How is the RateLimiter designed, and why? (翻译)

How is the RateLimiter designed, and why?

RateLimiter 是如何设计的,为什么?

The primary feature of a RateLimiter is its “stable rate”, the maximum rate that is should allow at normal conditions. This is enforced by “throttling” incoming requests as needed, i.e. compute, for an incoming request, the appropriate throttle time, and make the calling thread wait as much.

RateLimiter的主要特征是它的 “稳定速率”,即在正常情况下应该允许的最大速率。这是由 "throttling(限流) "传入的请求来执行的,也就是说,对于传入的请求,计算出适当的节流时间,并让调用线程等待同样时间。
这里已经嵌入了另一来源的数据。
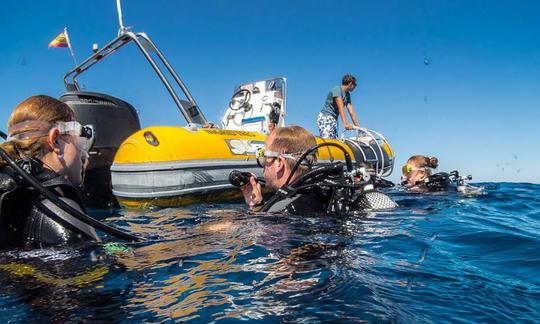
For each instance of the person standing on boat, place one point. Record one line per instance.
(337, 99)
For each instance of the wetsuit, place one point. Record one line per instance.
(319, 200)
(30, 221)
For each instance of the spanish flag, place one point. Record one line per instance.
(60, 41)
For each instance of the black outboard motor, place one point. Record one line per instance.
(114, 120)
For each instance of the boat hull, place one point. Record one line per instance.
(176, 166)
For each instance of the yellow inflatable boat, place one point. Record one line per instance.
(175, 166)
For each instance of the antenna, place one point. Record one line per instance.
(120, 22)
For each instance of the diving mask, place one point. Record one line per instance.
(263, 153)
(38, 128)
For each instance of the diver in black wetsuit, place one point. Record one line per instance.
(46, 142)
(287, 160)
(418, 176)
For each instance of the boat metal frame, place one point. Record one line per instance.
(192, 114)
(378, 139)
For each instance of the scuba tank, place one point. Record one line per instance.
(338, 184)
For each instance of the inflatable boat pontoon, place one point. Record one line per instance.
(175, 166)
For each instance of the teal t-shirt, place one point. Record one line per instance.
(330, 107)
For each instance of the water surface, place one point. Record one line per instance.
(437, 258)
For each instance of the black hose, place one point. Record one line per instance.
(348, 160)
(63, 205)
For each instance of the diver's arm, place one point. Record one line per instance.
(339, 104)
(252, 193)
(350, 108)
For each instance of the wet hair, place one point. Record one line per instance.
(420, 161)
(35, 108)
(423, 161)
(347, 78)
(293, 140)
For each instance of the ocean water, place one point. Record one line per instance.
(437, 258)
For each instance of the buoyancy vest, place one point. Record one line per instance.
(29, 220)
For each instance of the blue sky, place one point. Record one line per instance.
(475, 105)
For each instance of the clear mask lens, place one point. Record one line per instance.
(84, 133)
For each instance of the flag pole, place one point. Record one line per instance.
(70, 48)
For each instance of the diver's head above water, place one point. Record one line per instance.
(44, 128)
(417, 170)
(282, 149)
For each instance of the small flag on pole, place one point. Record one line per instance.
(59, 41)
(62, 40)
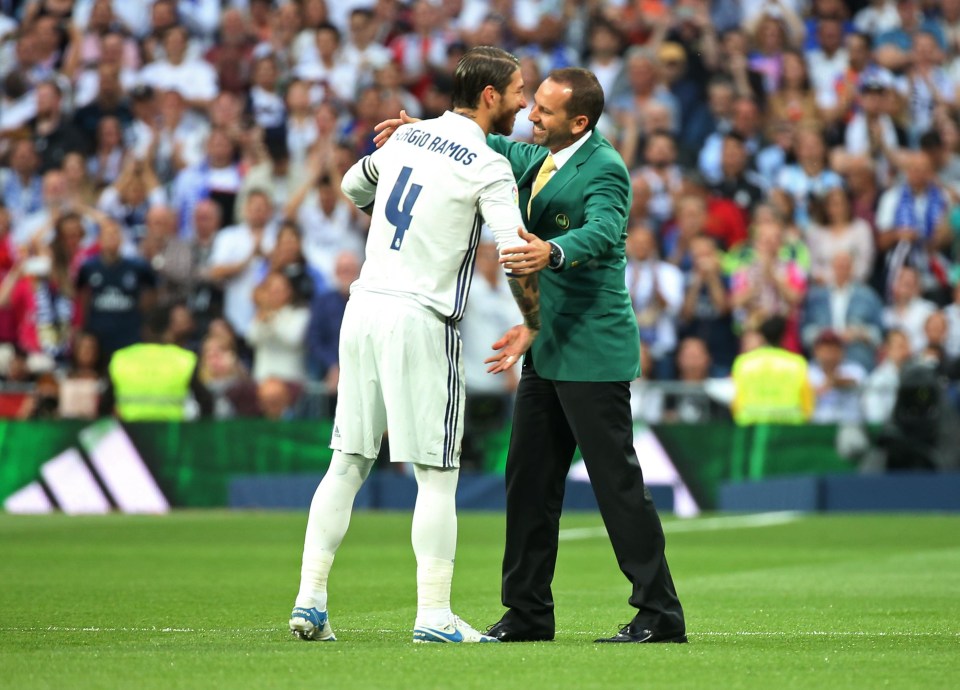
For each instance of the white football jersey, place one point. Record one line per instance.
(432, 185)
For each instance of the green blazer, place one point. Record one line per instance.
(589, 331)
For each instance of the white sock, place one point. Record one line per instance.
(434, 537)
(327, 524)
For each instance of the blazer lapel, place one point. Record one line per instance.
(560, 178)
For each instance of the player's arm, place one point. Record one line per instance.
(519, 154)
(498, 206)
(359, 183)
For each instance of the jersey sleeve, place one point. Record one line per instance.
(499, 203)
(360, 181)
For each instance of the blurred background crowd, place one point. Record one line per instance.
(170, 171)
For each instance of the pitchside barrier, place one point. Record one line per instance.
(83, 467)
The simplest way to maintain a rate of QPS is to keep the timestamp of the last granted request, and ensure that (1/QPS) seconds have elapsed since then. For example, for a rate of QPS=5 (5 tokens per second), if we ensure that a request isn’t granted earlier than 200ms after the last one, then we achieve the intended rate. If a request comes and the last request was granted only 100ms ago, then we wait for another 100ms. At this rate, serving 15 fresh permits (i.e. for an acquire(15) request) naturally takes 3 seconds.
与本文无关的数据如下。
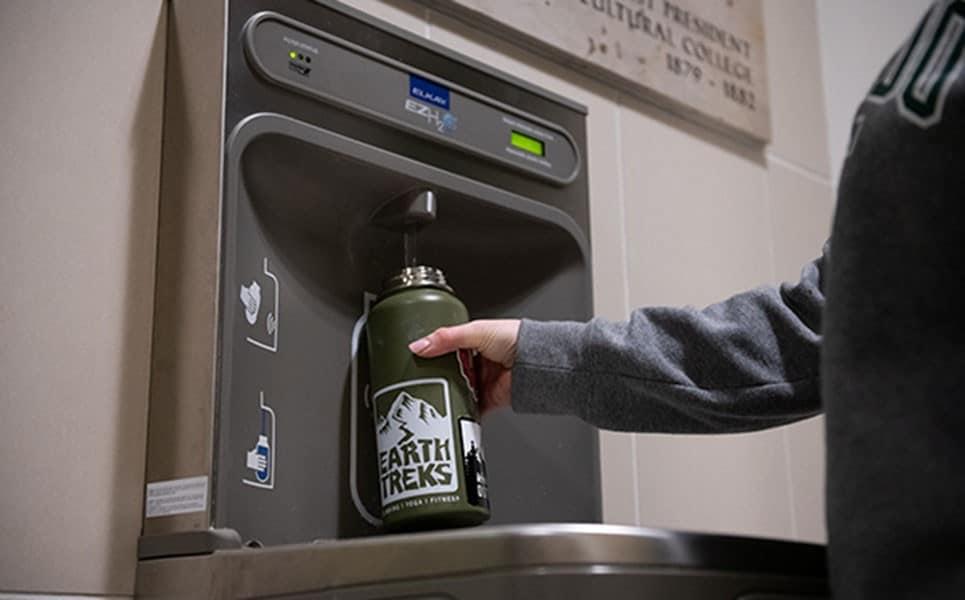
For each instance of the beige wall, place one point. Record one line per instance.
(680, 215)
(857, 37)
(80, 135)
(683, 215)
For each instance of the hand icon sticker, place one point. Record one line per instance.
(251, 299)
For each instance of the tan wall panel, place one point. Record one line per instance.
(80, 140)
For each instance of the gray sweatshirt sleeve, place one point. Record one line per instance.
(747, 363)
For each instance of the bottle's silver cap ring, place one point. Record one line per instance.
(420, 276)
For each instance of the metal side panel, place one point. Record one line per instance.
(571, 561)
(183, 357)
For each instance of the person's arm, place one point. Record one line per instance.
(750, 362)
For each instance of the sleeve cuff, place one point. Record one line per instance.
(546, 375)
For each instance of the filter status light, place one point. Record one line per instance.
(529, 144)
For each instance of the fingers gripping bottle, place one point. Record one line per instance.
(432, 468)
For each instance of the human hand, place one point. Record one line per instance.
(495, 341)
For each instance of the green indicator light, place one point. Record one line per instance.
(524, 142)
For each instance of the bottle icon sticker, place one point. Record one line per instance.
(264, 336)
(414, 435)
(262, 457)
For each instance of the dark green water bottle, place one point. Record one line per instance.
(432, 469)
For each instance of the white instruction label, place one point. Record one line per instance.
(176, 496)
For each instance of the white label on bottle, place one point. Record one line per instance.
(176, 496)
保持QPS速率的最简单的方法是保留最后一个被批准的请求的时间戳,并确保从那时起已经过了(1/QPS)秒。例如,对于一个QPS=5的速率(每秒5个令牌),如果我们确保一个请求的批准时间不早于上一个请求后的200ms,那么我们就达到了预期的速率。如果一个请求来了,而上一个请求在100ms前才被批准,那么我们就再等100ms。在这种速度下,提供15个新的许可(即对于一个acquisition(15)请求)自然需要3秒。

It is important to realize that such a RateLimiter has a very superficial memory of the past: it only remembers the last request. What if the RateLimiter was unused for a long period of time, then a request arrived and was immediately granted? This RateLimiter would immediately forget about that past underutilization. This may result in either underutilization or overflow, depending on the real world consequences of not using the expected rate.

必须认识到,这样的RateLimiter对过去的记忆是非常肤浅的:它只记得最后的请求。如果RateLimiter有很长一段时间没有被使用,然后有一个请求到来,并立即被批准了,那该怎么办?这个RateLimiter会立即忘记过去的低利用率。这可能会导致利用不足或溢出,至于那种这取决于实际项目不使用预期速率的所产生的状况。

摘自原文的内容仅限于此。